Although he didn't speak, Gavin's eyes hardened like shards of glass splintering away from a broken mirror.

"Look, man, I'm just being honest. It's a bad situation. You know it, and I know it."

"I'm not denying that it's a bad situation!" he tossed his hands up, the words cracking like thunder. "Do I look like some kind of asshole? A snake is a snake, no matter how many times it sheds its skin! He's no fucking good for her!"

Blowing out a breath, Trevor walked over to the door. He turned around and looked back to Gavin. "You're like a brother to me, dude, but I think you're trying to vilify Dillon for your own personal needs right now. And, to tell you the truth, you're putting me in a bad spot. I can already see this shit's gonna get crazy, and I don't want any part of it."

Sitting back down, Gavin looked at him from across the room, defeat playing in his eyes. "What the fuck am I supposed to do?"

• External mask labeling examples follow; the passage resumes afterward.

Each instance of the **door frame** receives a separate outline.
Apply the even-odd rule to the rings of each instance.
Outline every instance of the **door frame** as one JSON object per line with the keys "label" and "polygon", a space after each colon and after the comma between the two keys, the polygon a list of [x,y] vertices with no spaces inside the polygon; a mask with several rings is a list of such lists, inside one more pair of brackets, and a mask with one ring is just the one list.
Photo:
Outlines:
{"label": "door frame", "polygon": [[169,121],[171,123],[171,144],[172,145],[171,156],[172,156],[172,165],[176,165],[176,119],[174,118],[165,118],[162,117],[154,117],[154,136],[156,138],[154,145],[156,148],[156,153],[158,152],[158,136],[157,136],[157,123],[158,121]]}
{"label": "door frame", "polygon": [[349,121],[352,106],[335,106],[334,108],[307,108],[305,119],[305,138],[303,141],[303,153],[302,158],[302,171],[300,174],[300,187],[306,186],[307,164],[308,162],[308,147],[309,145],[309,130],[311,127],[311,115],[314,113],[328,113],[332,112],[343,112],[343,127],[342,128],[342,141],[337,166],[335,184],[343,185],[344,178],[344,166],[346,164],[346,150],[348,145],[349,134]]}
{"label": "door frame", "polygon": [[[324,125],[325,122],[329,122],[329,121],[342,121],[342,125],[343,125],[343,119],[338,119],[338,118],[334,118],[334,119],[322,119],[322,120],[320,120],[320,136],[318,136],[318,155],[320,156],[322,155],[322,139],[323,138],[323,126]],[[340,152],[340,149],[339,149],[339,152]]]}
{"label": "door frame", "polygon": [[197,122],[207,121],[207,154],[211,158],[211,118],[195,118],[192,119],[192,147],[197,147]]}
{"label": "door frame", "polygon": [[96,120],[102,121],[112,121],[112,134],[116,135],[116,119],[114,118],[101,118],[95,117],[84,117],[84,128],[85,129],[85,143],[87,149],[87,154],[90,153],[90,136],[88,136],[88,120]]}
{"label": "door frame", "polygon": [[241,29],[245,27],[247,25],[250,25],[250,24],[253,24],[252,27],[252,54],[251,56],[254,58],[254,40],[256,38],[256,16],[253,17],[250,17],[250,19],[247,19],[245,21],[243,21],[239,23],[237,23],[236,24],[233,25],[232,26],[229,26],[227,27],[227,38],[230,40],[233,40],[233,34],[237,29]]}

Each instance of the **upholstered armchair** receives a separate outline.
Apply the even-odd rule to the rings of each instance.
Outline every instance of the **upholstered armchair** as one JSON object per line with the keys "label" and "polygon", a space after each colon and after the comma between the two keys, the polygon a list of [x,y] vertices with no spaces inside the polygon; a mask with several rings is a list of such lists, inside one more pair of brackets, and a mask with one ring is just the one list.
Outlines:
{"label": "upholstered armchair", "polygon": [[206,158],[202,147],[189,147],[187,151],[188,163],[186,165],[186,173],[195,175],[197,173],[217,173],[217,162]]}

"You need to forget about her. The whole fucking thing's a mistake. And, more importantly, you have to remember that Dillon's your friend." Trevor exhaled heavily and shook his head before walking out the door. "I'll call you later, bro."

The advice was so simple. Just forget her. The words couldn't be closer to the truth. This might have been a huge mistake, but the man at the receiving end couldn't see that. He outright refused to. Emily would never be a mistake to him, no matter how many people he hurt in the process – including himself. Everything he and Emily could be was real for Gavin. When he said that he felt she was supposed to be with him, it wasn't just a heated statement. It wasn't just an inclination. From the first time their eyes met, he felt it down to the lowest depths of his soul, right down to the bottom of his core. She had been made for him in every possible way. Even though she was the very definition of off-limits, his mind and heart screamed to throw it all to the wind and let the whole fucking thing burn to the ground. Therefore, into the sea of uncertainty, he would plunge – trying to make her his – and he feared neither friend nor foe could stop him. He just prayed the woman that saturated his thoughts felt the same.

Emily awoke feeling as if she had swallowed a handful of nails. Her throat was burning raw as reckless images of the night before played throughout her mind. The thoughts, scattering around like marbles, only made her temples blossom into a full-blown headache. Guilt for what she had done to Dillon and their relationship burned almost as hot as her insatiable arousal for Gavin.

With thin and shaky breathing, she lifted her head and peered around the room. Dillon wasn't in the bed. She let out a sigh of relief when her eyes glanced over to the nightstand. Along with a note explaining that he would be back soon, he also left two aspirin and a glass of water that she couldn't consume quickly enough. The cool liquid and the magic little pills slid down into her stomach, eventually offering up some relief, but not nearly as much as she needed.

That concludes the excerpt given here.